Apart from anything else, voting preferences provide a snapshot of the
popular mood at a time when the Kremlin is highly sensitive to trends
in public opinion -- i.e. three months before the presidential poll.
And although the Kremlin is most unlikely to invite the parliamentary
majority that emerges to form a government (even if it is solidly pro-presidential),
it is perfectly possible that there will be some kind of government reshuffle
after the elections to align the executive more closely with "popular
sentiment" prior to the presidential election -- particularly if
the results were to register a high level of discontent with the adminstration's
President Vladimir Putin is looking for a first-round victory in March,
so it is clearly in his interests to do everything in his powers to facilitate
that, including personnel changes and tailoring his election manifesto
to reflect voters' preferences.
But there is an even more important reason why the Duma elections matter.
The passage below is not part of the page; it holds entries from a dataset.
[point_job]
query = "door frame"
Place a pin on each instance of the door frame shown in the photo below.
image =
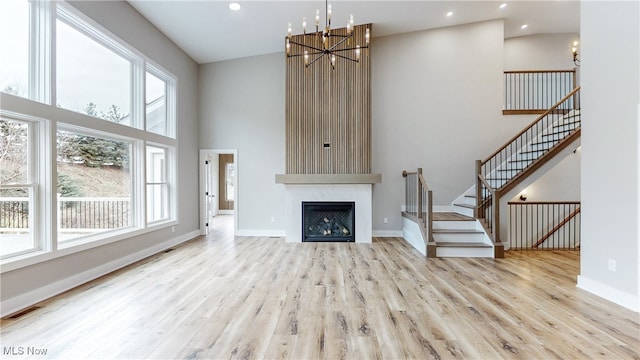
(201, 194)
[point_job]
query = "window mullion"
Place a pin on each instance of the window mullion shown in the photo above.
(138, 96)
(40, 50)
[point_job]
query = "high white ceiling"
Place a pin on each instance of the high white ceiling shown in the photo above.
(209, 31)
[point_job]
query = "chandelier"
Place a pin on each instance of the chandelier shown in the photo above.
(333, 44)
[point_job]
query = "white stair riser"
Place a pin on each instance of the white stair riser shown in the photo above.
(464, 252)
(468, 200)
(454, 225)
(458, 237)
(463, 210)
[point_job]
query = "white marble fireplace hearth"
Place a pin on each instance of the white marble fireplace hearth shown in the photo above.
(326, 188)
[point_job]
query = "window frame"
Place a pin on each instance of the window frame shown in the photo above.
(40, 108)
(134, 206)
(169, 173)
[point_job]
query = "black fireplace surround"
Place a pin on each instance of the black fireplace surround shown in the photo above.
(328, 221)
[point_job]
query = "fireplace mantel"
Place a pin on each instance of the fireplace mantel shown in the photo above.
(310, 179)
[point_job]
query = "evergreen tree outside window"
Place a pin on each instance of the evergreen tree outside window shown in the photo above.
(94, 185)
(17, 188)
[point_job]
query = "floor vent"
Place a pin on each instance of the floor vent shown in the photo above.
(22, 313)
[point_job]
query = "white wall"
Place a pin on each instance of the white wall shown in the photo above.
(540, 52)
(560, 183)
(610, 163)
(24, 286)
(242, 104)
(432, 108)
(436, 104)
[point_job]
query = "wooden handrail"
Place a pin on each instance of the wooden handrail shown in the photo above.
(537, 71)
(556, 228)
(543, 202)
(549, 111)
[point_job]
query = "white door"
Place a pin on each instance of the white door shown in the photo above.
(209, 191)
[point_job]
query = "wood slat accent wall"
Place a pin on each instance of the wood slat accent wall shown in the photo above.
(325, 106)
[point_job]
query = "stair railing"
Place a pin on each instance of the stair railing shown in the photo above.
(548, 225)
(419, 204)
(534, 91)
(503, 170)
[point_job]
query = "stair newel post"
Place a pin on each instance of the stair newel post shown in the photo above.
(496, 216)
(476, 211)
(429, 216)
(419, 193)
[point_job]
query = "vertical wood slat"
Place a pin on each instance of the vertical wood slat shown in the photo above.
(329, 106)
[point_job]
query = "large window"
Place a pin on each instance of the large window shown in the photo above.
(100, 181)
(156, 104)
(94, 185)
(157, 184)
(14, 47)
(91, 78)
(17, 187)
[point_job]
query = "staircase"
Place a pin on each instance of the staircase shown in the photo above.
(473, 228)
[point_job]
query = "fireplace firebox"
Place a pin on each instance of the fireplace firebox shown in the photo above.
(328, 221)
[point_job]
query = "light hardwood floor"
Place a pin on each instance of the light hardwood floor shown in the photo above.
(257, 297)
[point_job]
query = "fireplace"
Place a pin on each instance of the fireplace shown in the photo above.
(328, 221)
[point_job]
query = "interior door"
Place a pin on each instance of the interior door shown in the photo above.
(209, 192)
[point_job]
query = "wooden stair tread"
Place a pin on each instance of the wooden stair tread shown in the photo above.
(457, 231)
(462, 244)
(567, 123)
(466, 206)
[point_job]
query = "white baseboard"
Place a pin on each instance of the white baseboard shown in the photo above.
(16, 303)
(387, 233)
(269, 233)
(609, 293)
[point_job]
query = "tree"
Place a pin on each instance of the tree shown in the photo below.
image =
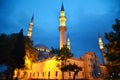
(31, 54)
(113, 50)
(62, 54)
(17, 54)
(13, 51)
(71, 67)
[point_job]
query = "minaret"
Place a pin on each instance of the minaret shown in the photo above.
(62, 27)
(30, 27)
(68, 42)
(102, 49)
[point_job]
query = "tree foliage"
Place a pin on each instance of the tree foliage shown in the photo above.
(72, 67)
(113, 49)
(13, 49)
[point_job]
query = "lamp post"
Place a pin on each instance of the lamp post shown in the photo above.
(48, 73)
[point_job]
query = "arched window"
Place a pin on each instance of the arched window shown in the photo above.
(56, 73)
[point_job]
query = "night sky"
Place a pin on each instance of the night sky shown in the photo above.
(85, 18)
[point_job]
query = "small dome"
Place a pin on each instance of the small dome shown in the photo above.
(41, 47)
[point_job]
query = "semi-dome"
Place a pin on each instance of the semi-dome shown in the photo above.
(41, 47)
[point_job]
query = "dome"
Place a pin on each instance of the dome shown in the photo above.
(41, 47)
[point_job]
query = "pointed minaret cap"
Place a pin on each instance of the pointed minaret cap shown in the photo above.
(62, 8)
(98, 35)
(32, 18)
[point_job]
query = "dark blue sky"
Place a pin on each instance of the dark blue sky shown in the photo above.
(85, 18)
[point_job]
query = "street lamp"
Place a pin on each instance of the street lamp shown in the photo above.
(48, 73)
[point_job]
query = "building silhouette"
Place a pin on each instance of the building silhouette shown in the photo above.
(48, 68)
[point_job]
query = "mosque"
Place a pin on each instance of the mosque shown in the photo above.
(47, 67)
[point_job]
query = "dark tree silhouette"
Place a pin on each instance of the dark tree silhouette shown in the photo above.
(17, 55)
(62, 54)
(113, 50)
(71, 67)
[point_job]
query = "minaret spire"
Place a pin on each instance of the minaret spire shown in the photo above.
(68, 42)
(62, 27)
(30, 27)
(62, 8)
(101, 49)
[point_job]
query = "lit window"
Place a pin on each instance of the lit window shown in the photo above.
(49, 74)
(38, 74)
(33, 74)
(30, 74)
(56, 73)
(43, 74)
(69, 73)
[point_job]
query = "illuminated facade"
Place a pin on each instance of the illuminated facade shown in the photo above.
(50, 68)
(68, 42)
(29, 34)
(102, 49)
(62, 27)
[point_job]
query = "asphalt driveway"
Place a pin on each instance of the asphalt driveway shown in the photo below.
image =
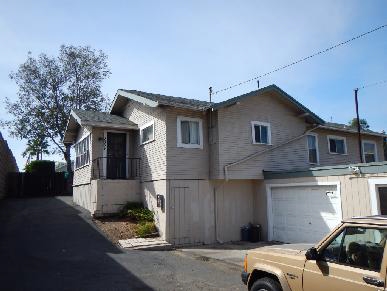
(50, 244)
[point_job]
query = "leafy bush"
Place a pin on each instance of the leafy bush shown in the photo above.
(137, 212)
(145, 228)
(41, 167)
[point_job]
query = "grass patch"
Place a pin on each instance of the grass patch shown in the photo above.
(143, 216)
(136, 212)
(145, 228)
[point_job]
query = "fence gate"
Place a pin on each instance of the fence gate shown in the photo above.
(180, 215)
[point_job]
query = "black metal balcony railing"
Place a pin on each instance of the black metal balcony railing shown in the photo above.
(116, 168)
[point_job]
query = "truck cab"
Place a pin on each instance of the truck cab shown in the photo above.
(351, 257)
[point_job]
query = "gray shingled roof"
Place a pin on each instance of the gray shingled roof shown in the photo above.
(86, 116)
(344, 127)
(172, 101)
(204, 105)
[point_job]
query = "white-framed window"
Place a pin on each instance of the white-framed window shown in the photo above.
(260, 132)
(82, 152)
(369, 151)
(337, 145)
(189, 132)
(147, 132)
(312, 142)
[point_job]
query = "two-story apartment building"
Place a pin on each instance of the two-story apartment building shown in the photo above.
(203, 168)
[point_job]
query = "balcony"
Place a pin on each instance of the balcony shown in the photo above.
(113, 168)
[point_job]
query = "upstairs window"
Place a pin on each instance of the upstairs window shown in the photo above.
(147, 132)
(313, 149)
(337, 145)
(189, 132)
(369, 151)
(82, 152)
(261, 132)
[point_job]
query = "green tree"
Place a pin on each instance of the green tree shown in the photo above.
(363, 123)
(37, 147)
(49, 87)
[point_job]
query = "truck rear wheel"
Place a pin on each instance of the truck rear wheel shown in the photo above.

The composition of the new Duma will set the tone for the next four
years, and here the balance of political forces is crucial.
An overwhelming victory for United Russia (with a roughly commensurate
drop in the Communist vote) would be taken by the Kremlin as complete
legitimization of its actions over the past four years. Opposition forces
have provided one of the few checks (albeit a weak one) on the executive.
Without even that in place, the potential for further authoritarian drift
Equally worrying, if Homeland (Rodina) makes an impressive debut, garnering
10 percent of the vote or so, combined with a poor performance by the
Union of Right Forces or Yabloko (particularly if one of them does not
make it over the 5 percent threshold), there is a danger that the political
center will be pulled in an alarmingly populist-nationalist direction.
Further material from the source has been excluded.